No Grupo Johnson, após a saída de Olivia, Sophia assumiu o trabalho dela.
Ela planejava causar uma grande impressão assim que Olivia fosse embora, para que todos a vissem com outros olhos.
Mas, quando realmente começou, descobriu que, devido a uma transição incompleta, não conseguia compreender boa parte dos dados.
Várias permissões de acesso no sistema também estavam bloqueadas.
A expressão de Sophia mudou ligeiramente ao se lembrar das palavras que Olivia tentara dizer antes de sair, e que ela mesma havia interrompido.
Seu semblante se fechou.
Ela não podia admitir que a culpa era sua.
Após pensar por alguns segundos, Sophia recuperou a compostura e pegou o elevador para a sala do CEO, no último andar.
Quando chegou, a assistente interfonou para anunciá-la.
Michael respondeu prontamente:
— Pode deixá-la entrar.
Sophia entrou e o chamou com uma voz suave:
— Michael.
Michael pousou o documento que estava lendo, com a expressão suavizando, e perguntou:
— O que faz aqui? Você não deveria estar cuidando da transição? Como estão as coisas?
— A transição foi feita, mas... — Sophia baixou os olhos, com um tom hesitante, como se não tivesse certeza se deveria falar.
Michael franziu levemente a testa e perguntou:
— Mas o quê? A Olivia dificultou as coisas para você?
Sophia mordeu o lábio e balançou a cabeça:
— Não, ela não dificultou... mas talvez estivesse de mau humor, o que acabou gerando algumas falhas na transição... Agora não consigo acessar várias permissões e não posso começar a trabalhar direito!
O olhar de Michael escureceu, tornando-se frio.
Ele se levantou e perguntou a Sophia em voz baixa:
— Ela ainda está na empresa?
Sophia respondeu:
— Não, ela já foi embora.
Ela rapidamente assumiu uma expressão compreensiva, dizendo:
— Michael, não fique bravo com ela. Acho que a Olivia não fez isso de propósito. A culpa é minha por não ter sido cuidadosa o bastante e não ter percebido a tempo. Se eu tivesse prestado mais atenção antes, isso não teria acontecido...

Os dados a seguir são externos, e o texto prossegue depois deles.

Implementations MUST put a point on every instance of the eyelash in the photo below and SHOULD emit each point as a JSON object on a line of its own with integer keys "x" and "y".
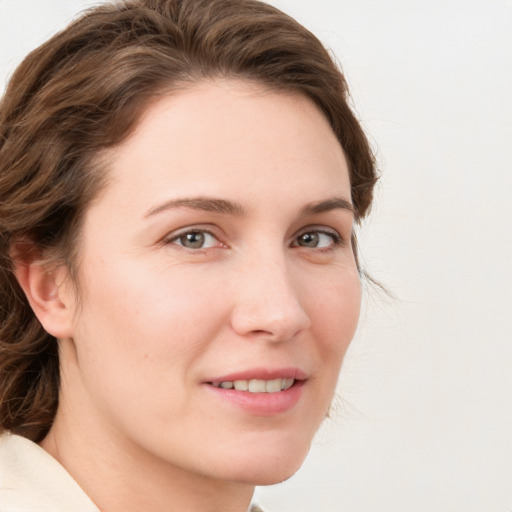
{"x": 336, "y": 239}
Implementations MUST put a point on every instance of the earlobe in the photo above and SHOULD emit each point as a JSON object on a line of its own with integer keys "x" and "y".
{"x": 47, "y": 291}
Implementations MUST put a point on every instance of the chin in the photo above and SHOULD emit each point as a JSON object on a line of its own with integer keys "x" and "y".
{"x": 274, "y": 469}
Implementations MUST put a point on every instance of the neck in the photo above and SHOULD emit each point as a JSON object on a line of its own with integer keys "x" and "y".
{"x": 119, "y": 477}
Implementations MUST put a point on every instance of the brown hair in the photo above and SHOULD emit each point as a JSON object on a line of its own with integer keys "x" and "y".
{"x": 83, "y": 91}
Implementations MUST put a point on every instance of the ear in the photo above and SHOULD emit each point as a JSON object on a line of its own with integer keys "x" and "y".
{"x": 47, "y": 288}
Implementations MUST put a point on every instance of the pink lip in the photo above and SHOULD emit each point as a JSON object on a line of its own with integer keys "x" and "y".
{"x": 261, "y": 404}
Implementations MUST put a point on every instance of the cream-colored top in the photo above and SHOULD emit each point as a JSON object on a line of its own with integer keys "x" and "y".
{"x": 31, "y": 480}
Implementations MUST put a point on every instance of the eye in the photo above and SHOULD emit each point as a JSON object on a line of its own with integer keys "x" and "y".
{"x": 317, "y": 239}
{"x": 195, "y": 239}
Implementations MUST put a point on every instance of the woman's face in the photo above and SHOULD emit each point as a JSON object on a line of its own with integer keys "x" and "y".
{"x": 217, "y": 258}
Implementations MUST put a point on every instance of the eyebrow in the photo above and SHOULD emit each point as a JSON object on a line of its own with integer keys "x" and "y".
{"x": 223, "y": 206}
{"x": 207, "y": 204}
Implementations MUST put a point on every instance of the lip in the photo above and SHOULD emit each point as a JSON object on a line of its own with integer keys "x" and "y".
{"x": 260, "y": 404}
{"x": 261, "y": 374}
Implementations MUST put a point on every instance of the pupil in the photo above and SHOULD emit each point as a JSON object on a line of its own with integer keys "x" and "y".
{"x": 309, "y": 239}
{"x": 193, "y": 240}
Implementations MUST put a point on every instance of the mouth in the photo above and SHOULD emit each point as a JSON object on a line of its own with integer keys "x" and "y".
{"x": 261, "y": 392}
{"x": 256, "y": 385}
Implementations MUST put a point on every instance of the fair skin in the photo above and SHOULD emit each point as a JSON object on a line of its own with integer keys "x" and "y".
{"x": 219, "y": 251}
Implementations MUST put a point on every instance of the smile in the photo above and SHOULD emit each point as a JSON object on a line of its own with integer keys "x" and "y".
{"x": 257, "y": 385}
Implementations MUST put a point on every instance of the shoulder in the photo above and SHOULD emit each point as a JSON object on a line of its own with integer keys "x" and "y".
{"x": 33, "y": 481}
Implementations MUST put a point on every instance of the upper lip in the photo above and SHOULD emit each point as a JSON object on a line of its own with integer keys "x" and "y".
{"x": 262, "y": 374}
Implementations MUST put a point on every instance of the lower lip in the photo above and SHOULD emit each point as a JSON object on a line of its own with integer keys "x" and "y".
{"x": 262, "y": 404}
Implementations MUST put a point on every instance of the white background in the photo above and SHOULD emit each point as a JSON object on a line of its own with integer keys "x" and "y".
{"x": 423, "y": 421}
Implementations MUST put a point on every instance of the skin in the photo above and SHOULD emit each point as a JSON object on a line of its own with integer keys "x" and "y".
{"x": 157, "y": 318}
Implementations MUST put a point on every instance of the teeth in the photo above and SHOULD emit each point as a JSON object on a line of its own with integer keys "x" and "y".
{"x": 241, "y": 385}
{"x": 258, "y": 386}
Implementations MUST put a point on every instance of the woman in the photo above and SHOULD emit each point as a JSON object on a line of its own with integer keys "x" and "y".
{"x": 179, "y": 181}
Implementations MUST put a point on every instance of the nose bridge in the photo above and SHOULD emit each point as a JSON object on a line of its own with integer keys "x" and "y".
{"x": 267, "y": 297}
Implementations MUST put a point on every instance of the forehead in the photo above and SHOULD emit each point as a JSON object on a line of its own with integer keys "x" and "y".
{"x": 229, "y": 137}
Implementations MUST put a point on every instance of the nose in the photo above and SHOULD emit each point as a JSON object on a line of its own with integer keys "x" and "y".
{"x": 268, "y": 302}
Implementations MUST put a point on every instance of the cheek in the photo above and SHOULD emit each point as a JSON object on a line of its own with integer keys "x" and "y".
{"x": 151, "y": 315}
{"x": 336, "y": 310}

— Não invente desculpas para ela. — Michael a interrompeu, com uma expressão descontente. — Isso não é culpa sua. A Olivia fez isso de propósito. Sophia, eu cuido disso. Volte para a sua sala e espere por notícias minhas.
Dito isso, Michael pegou seu paletó e saiu da sala.
Sophia o observou se afastar, com um sorriso de satisfação curvando seus lábios.